Fair enough and I read your points well but with respect you didn’t directly address my points as my have validity to. It’s up for debate sure but the referendum was all about an individual choice no matter how poor or wealthy that person or who didn’t like the decision or not.
We (hopefully) won’t carry on paying money to an organization that haven’t had their accounts signed off for 20 years. That’s not indepedence also. It’s also not free trade like some claim on here. We pay 10b a year net and they sell us a trade deficit of circa 80b a year. Go figure.
Fact check on 80bn trade deficit:
The UK’s trade deficit with the EU
We gain more for our 10bn than it costs. Largely through services. We also have full employment and are still a major economy as a result of membership.

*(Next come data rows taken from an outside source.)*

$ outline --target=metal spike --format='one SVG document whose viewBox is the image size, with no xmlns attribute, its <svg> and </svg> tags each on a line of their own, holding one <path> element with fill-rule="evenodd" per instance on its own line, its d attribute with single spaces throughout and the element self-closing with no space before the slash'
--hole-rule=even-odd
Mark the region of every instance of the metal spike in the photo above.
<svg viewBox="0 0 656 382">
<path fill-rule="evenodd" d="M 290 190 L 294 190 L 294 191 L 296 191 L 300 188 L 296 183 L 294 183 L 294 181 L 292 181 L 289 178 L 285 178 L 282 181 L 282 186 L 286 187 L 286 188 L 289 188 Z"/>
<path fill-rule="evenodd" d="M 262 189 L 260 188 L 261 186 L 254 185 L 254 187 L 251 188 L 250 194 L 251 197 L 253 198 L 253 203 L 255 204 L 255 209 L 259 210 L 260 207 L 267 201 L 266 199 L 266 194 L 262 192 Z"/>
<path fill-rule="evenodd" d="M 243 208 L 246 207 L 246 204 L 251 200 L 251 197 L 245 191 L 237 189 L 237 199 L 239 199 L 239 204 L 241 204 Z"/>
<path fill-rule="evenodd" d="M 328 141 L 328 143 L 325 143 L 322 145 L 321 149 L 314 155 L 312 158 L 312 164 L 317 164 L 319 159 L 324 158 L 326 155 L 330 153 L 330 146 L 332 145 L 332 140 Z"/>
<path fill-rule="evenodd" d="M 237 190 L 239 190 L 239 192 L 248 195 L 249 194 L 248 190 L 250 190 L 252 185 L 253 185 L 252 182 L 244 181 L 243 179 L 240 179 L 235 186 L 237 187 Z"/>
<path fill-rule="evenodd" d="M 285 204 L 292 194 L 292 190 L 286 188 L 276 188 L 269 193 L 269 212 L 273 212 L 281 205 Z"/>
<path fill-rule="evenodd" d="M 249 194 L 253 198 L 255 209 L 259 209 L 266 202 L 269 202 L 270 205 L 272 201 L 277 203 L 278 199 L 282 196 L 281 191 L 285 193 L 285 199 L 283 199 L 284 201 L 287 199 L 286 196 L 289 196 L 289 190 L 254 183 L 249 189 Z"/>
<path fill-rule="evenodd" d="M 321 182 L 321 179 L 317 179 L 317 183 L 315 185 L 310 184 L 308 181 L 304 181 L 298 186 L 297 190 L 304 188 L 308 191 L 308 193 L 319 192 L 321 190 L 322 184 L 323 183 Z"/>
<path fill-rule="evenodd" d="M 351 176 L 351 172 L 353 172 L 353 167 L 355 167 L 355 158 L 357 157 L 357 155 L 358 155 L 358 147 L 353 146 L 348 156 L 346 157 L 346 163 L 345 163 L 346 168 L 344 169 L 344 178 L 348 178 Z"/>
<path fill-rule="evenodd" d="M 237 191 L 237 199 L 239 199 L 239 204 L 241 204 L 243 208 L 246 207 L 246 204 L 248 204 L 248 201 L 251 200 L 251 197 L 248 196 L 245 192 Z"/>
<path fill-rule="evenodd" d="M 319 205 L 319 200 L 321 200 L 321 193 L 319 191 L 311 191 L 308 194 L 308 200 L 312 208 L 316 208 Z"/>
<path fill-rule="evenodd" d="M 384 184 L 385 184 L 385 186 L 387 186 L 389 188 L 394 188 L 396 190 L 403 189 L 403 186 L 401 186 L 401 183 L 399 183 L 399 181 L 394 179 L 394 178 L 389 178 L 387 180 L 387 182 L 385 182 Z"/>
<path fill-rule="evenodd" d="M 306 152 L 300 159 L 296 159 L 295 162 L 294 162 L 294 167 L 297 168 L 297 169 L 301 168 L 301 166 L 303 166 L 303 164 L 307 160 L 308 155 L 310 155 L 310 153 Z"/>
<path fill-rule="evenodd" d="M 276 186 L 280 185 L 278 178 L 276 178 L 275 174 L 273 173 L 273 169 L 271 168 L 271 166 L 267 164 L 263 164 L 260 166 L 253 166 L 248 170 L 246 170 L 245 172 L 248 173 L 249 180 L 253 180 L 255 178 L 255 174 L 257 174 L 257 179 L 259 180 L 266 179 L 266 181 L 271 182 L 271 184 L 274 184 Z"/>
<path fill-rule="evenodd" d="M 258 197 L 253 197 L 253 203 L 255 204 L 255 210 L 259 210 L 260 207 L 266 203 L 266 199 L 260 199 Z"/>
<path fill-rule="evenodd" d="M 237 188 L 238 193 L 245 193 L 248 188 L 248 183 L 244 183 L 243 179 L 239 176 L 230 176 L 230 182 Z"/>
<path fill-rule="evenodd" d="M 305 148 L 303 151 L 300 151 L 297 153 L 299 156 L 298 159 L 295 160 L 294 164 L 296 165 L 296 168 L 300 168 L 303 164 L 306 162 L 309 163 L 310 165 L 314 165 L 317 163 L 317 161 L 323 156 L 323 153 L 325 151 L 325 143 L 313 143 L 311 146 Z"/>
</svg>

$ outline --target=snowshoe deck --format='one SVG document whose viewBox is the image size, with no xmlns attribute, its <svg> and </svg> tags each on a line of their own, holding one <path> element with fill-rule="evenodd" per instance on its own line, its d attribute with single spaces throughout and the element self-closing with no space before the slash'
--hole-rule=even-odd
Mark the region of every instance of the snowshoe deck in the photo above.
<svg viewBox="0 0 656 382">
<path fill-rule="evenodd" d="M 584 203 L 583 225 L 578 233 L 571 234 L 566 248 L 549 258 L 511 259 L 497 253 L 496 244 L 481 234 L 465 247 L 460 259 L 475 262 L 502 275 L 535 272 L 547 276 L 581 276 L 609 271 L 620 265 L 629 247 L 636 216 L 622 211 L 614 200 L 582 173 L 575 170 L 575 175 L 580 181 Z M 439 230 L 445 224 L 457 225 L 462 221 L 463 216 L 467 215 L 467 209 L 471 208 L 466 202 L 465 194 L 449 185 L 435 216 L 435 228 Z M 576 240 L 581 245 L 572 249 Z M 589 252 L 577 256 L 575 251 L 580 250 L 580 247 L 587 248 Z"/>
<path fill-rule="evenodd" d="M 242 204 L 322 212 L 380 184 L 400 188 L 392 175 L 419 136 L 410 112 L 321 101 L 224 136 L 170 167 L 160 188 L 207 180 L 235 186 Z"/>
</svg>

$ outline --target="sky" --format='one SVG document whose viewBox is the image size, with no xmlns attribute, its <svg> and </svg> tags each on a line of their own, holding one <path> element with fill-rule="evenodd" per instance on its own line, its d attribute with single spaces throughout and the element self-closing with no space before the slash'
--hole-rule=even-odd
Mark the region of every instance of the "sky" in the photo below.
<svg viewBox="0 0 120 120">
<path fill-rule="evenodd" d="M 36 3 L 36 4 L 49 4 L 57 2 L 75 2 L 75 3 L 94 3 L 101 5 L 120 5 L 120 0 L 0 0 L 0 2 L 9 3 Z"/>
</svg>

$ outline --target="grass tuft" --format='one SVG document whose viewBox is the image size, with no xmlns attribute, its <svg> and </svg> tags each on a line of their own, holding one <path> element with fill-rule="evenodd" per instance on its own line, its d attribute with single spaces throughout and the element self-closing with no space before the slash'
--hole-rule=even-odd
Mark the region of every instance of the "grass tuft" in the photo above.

Are you claiming the referendum was people deciding based on economic facts and therefore with the knowledge that poor people could actually make themselves poorer through leaving? If the poor or „just about managing“ voted knowingly against their own interests, it is a very sad situation.
I cannot see how the poor will be better off outside the EU. I don’t get the suppressed wages arguments caused by cheap EU labour because we have full employment. If we had mass unemployment and cheap foreign labour was coming in, I could understand it. Wages are being outpaced by inflation. Unusual in times of full employment.
Has it got more to do with wage capping than the EU? Don’t know, but as I say, I don’t get the apparent failure of supply and demand in the labour market. With almost full employment there must be people short of staff who would pay UK workers more because they need staff. Maybe you could explain?